By Deane Barker on November 27, 2003

Looks like spammers are trying to fool Bayesian filters by diluting their text. I got a spam today with two lines at the top advertising “cash freedom” or something, and I noticed that the message scrolled quite a bit. After about a hundred line breaks, I found this:

I can now see that I have not been and opposed slavery as a denial of that unity, have also won; but with large and protuberant noses, very furry or very bristly hair,

I did a Google search, and it looks like it’s an excerpt from “The Island of Doctor Moreau.”

It would appear that spammers are trying to “hide” the text of their message amidst “legitimate” text to trick Bayesian filters into letting them through.
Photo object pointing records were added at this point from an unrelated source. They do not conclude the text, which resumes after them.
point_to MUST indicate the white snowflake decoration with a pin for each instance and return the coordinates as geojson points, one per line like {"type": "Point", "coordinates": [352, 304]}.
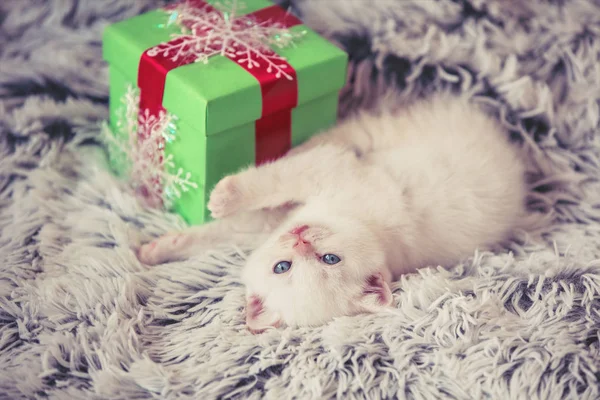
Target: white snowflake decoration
{"type": "Point", "coordinates": [218, 30]}
{"type": "Point", "coordinates": [138, 145]}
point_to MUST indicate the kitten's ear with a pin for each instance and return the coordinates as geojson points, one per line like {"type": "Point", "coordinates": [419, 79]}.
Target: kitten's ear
{"type": "Point", "coordinates": [376, 294]}
{"type": "Point", "coordinates": [258, 317]}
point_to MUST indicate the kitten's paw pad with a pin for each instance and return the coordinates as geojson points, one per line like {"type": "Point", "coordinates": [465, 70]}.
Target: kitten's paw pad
{"type": "Point", "coordinates": [225, 198]}
{"type": "Point", "coordinates": [164, 249]}
{"type": "Point", "coordinates": [148, 253]}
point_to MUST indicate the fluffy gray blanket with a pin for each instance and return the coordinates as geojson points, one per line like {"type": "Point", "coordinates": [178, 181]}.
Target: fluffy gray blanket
{"type": "Point", "coordinates": [80, 318]}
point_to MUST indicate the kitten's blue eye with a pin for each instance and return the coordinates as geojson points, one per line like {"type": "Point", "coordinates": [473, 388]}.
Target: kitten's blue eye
{"type": "Point", "coordinates": [282, 267]}
{"type": "Point", "coordinates": [330, 259]}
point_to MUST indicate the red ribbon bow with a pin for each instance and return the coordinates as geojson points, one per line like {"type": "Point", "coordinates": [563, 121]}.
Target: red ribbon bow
{"type": "Point", "coordinates": [279, 95]}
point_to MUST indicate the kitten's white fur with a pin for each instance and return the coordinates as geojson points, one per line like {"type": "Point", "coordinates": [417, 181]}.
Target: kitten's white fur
{"type": "Point", "coordinates": [387, 193]}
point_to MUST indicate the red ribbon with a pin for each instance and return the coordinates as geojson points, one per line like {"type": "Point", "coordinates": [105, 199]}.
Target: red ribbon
{"type": "Point", "coordinates": [279, 95]}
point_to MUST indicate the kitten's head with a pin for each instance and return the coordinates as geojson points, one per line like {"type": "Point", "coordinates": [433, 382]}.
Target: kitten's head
{"type": "Point", "coordinates": [312, 270]}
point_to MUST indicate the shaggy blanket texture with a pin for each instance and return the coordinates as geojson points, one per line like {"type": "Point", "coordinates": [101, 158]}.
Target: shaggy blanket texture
{"type": "Point", "coordinates": [80, 318]}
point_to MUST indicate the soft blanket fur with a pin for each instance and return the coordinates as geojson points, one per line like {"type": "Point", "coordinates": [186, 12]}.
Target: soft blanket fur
{"type": "Point", "coordinates": [80, 318]}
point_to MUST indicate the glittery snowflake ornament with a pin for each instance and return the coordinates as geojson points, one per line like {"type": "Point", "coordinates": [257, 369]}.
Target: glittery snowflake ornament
{"type": "Point", "coordinates": [137, 146]}
{"type": "Point", "coordinates": [210, 30]}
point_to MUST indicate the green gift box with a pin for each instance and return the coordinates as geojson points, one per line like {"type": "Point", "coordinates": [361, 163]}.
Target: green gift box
{"type": "Point", "coordinates": [230, 114]}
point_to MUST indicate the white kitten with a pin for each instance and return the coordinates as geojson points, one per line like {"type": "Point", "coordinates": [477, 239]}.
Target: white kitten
{"type": "Point", "coordinates": [352, 209]}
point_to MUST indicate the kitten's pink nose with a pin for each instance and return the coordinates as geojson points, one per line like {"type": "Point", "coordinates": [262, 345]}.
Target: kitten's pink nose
{"type": "Point", "coordinates": [303, 247]}
{"type": "Point", "coordinates": [299, 230]}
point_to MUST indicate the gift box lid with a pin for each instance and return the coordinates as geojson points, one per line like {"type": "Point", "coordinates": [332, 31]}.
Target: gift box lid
{"type": "Point", "coordinates": [221, 94]}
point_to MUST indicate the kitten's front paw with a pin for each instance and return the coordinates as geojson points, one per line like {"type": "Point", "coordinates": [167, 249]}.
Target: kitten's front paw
{"type": "Point", "coordinates": [164, 249]}
{"type": "Point", "coordinates": [226, 198]}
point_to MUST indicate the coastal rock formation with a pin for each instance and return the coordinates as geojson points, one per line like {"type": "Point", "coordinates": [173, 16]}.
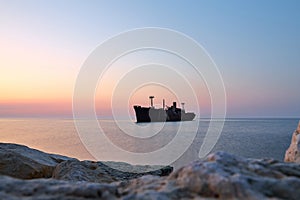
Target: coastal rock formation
{"type": "Point", "coordinates": [102, 172]}
{"type": "Point", "coordinates": [219, 176]}
{"type": "Point", "coordinates": [22, 162]}
{"type": "Point", "coordinates": [292, 154]}
{"type": "Point", "coordinates": [222, 176]}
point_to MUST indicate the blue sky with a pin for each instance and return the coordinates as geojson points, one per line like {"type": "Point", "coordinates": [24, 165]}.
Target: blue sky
{"type": "Point", "coordinates": [255, 44]}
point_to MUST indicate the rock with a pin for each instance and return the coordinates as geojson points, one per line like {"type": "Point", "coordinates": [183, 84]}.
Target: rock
{"type": "Point", "coordinates": [50, 189]}
{"type": "Point", "coordinates": [22, 162]}
{"type": "Point", "coordinates": [221, 176]}
{"type": "Point", "coordinates": [292, 154]}
{"type": "Point", "coordinates": [101, 172]}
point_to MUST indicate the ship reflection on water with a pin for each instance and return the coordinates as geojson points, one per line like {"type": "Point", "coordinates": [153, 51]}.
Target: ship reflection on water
{"type": "Point", "coordinates": [164, 114]}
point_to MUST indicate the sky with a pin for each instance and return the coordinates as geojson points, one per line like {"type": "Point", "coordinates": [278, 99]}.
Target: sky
{"type": "Point", "coordinates": [254, 44]}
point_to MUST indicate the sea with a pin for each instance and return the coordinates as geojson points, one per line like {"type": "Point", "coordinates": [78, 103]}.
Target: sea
{"type": "Point", "coordinates": [141, 143]}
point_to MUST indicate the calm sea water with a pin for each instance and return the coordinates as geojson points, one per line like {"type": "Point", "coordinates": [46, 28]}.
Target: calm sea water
{"type": "Point", "coordinates": [255, 138]}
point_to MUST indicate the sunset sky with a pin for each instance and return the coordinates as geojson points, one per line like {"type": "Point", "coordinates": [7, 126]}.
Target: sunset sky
{"type": "Point", "coordinates": [255, 45]}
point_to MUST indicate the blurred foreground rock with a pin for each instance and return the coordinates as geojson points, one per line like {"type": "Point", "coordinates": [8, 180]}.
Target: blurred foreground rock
{"type": "Point", "coordinates": [292, 154]}
{"type": "Point", "coordinates": [219, 176]}
{"type": "Point", "coordinates": [22, 162]}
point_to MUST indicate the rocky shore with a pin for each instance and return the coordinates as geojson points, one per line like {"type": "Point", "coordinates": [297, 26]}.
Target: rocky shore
{"type": "Point", "coordinates": [27, 173]}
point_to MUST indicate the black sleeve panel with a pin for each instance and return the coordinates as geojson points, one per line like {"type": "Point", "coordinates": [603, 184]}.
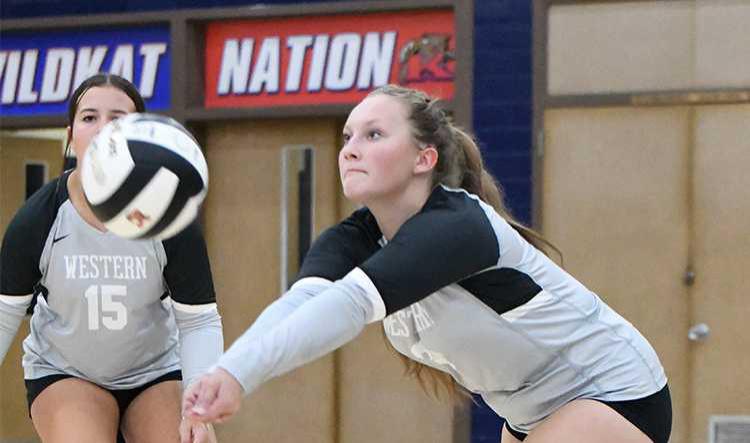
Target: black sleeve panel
{"type": "Point", "coordinates": [449, 240]}
{"type": "Point", "coordinates": [341, 248]}
{"type": "Point", "coordinates": [25, 237]}
{"type": "Point", "coordinates": [188, 271]}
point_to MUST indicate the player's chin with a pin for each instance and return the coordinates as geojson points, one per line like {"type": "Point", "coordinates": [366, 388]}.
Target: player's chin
{"type": "Point", "coordinates": [354, 192]}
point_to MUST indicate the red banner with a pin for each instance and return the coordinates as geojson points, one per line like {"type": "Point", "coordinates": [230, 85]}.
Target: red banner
{"type": "Point", "coordinates": [332, 59]}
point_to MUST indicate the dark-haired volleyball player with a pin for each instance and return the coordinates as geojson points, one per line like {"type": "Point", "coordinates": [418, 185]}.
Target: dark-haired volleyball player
{"type": "Point", "coordinates": [117, 323]}
{"type": "Point", "coordinates": [459, 286]}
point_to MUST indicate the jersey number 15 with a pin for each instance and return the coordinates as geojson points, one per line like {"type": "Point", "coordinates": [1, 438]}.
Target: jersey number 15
{"type": "Point", "coordinates": [102, 305]}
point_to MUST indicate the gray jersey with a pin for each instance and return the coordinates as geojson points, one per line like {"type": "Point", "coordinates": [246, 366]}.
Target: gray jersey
{"type": "Point", "coordinates": [460, 290]}
{"type": "Point", "coordinates": [103, 307]}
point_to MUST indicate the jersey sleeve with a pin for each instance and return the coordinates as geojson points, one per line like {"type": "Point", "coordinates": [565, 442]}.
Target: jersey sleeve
{"type": "Point", "coordinates": [450, 239]}
{"type": "Point", "coordinates": [341, 248]}
{"type": "Point", "coordinates": [188, 272]}
{"type": "Point", "coordinates": [24, 241]}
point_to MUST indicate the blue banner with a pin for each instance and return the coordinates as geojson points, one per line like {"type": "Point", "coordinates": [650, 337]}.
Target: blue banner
{"type": "Point", "coordinates": [40, 70]}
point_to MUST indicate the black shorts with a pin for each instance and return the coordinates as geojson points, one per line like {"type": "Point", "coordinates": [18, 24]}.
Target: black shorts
{"type": "Point", "coordinates": [123, 397]}
{"type": "Point", "coordinates": [652, 415]}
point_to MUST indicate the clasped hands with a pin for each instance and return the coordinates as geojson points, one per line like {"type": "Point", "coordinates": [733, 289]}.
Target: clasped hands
{"type": "Point", "coordinates": [213, 398]}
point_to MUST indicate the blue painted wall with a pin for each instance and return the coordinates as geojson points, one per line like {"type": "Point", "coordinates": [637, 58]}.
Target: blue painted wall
{"type": "Point", "coordinates": [502, 98]}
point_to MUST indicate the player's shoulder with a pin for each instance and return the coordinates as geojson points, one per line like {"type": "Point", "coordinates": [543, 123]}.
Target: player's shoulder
{"type": "Point", "coordinates": [37, 214]}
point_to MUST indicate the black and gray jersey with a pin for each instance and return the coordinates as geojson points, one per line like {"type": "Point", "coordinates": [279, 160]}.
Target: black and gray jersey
{"type": "Point", "coordinates": [459, 289]}
{"type": "Point", "coordinates": [104, 304]}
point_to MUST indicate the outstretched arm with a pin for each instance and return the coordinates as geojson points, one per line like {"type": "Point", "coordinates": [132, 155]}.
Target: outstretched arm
{"type": "Point", "coordinates": [317, 327]}
{"type": "Point", "coordinates": [12, 310]}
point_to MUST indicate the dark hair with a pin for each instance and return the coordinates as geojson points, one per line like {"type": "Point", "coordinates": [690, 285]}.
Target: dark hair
{"type": "Point", "coordinates": [97, 80]}
{"type": "Point", "coordinates": [459, 165]}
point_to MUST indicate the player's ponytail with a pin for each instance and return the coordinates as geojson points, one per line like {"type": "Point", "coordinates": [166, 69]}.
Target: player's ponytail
{"type": "Point", "coordinates": [477, 180]}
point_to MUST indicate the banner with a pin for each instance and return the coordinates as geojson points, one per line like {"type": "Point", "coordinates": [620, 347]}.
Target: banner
{"type": "Point", "coordinates": [333, 59]}
{"type": "Point", "coordinates": [39, 70]}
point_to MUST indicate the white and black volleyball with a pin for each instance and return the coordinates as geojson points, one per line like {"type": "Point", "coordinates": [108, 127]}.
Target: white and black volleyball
{"type": "Point", "coordinates": [144, 176]}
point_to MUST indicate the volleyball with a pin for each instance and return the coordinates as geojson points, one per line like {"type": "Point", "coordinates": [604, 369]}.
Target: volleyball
{"type": "Point", "coordinates": [144, 176]}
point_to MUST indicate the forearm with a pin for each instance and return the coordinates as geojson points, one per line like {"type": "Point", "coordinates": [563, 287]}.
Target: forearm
{"type": "Point", "coordinates": [201, 340]}
{"type": "Point", "coordinates": [317, 327]}
{"type": "Point", "coordinates": [12, 310]}
{"type": "Point", "coordinates": [276, 312]}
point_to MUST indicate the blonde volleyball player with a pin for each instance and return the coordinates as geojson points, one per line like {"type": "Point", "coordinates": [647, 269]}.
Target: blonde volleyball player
{"type": "Point", "coordinates": [104, 354]}
{"type": "Point", "coordinates": [459, 286]}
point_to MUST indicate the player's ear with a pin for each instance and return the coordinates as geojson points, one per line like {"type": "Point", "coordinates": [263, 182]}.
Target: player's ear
{"type": "Point", "coordinates": [426, 161]}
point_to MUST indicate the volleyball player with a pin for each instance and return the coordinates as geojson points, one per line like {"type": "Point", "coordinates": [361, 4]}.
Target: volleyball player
{"type": "Point", "coordinates": [460, 287]}
{"type": "Point", "coordinates": [116, 323]}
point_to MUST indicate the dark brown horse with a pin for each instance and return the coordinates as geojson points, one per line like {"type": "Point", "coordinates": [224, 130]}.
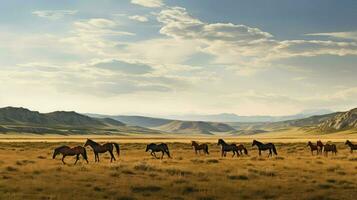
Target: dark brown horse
{"type": "Point", "coordinates": [313, 147]}
{"type": "Point", "coordinates": [227, 148]}
{"type": "Point", "coordinates": [68, 151]}
{"type": "Point", "coordinates": [98, 148]}
{"type": "Point", "coordinates": [330, 147]}
{"type": "Point", "coordinates": [320, 146]}
{"type": "Point", "coordinates": [264, 147]}
{"type": "Point", "coordinates": [351, 145]}
{"type": "Point", "coordinates": [163, 148]}
{"type": "Point", "coordinates": [198, 147]}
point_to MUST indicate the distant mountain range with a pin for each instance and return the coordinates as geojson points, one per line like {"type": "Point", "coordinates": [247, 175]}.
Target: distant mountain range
{"type": "Point", "coordinates": [14, 119]}
{"type": "Point", "coordinates": [230, 117]}
{"type": "Point", "coordinates": [22, 120]}
{"type": "Point", "coordinates": [171, 126]}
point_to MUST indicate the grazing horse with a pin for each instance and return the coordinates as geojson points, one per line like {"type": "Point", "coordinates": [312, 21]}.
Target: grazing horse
{"type": "Point", "coordinates": [242, 149]}
{"type": "Point", "coordinates": [264, 147]}
{"type": "Point", "coordinates": [330, 147]}
{"type": "Point", "coordinates": [68, 151]}
{"type": "Point", "coordinates": [313, 148]}
{"type": "Point", "coordinates": [351, 145]}
{"type": "Point", "coordinates": [320, 145]}
{"type": "Point", "coordinates": [98, 148]}
{"type": "Point", "coordinates": [198, 147]}
{"type": "Point", "coordinates": [163, 148]}
{"type": "Point", "coordinates": [228, 147]}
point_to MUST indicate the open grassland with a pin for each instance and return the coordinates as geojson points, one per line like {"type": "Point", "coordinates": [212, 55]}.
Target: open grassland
{"type": "Point", "coordinates": [27, 171]}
It worked in this case — Thunderbird did not mark it as spam.

I forwarded it to an account I monitor with Outlook equipped with SpamBayes. It was tagged as “Unsure” with a score of 20%, periloiusly close to the 15% it needs to be categorized as legitimate (although, to be fair, it was sent from one of my own accounts, and SpamBayes may have incorporated that fact into the score).

I think the key here is the number of spammish tokens compared to the number of legitimate tokens. If they can load a message up with legitimate text — hidden with line breaks or some other cloaking scheme — Bayesian filters will get confused enough to let it through.

My only comment to the spammers about this is: send me a different chapter next time. In fact, I’ll make you a deal. If you put a couple lines of spam at the top of a message, then, under that, print a complete chapter of “The Island of Doctor Moreau,” I will read your message. In fact, send me 23 messages — one for each chapter. After reading about penis enlargment 23 times, maybe I’ll consider it.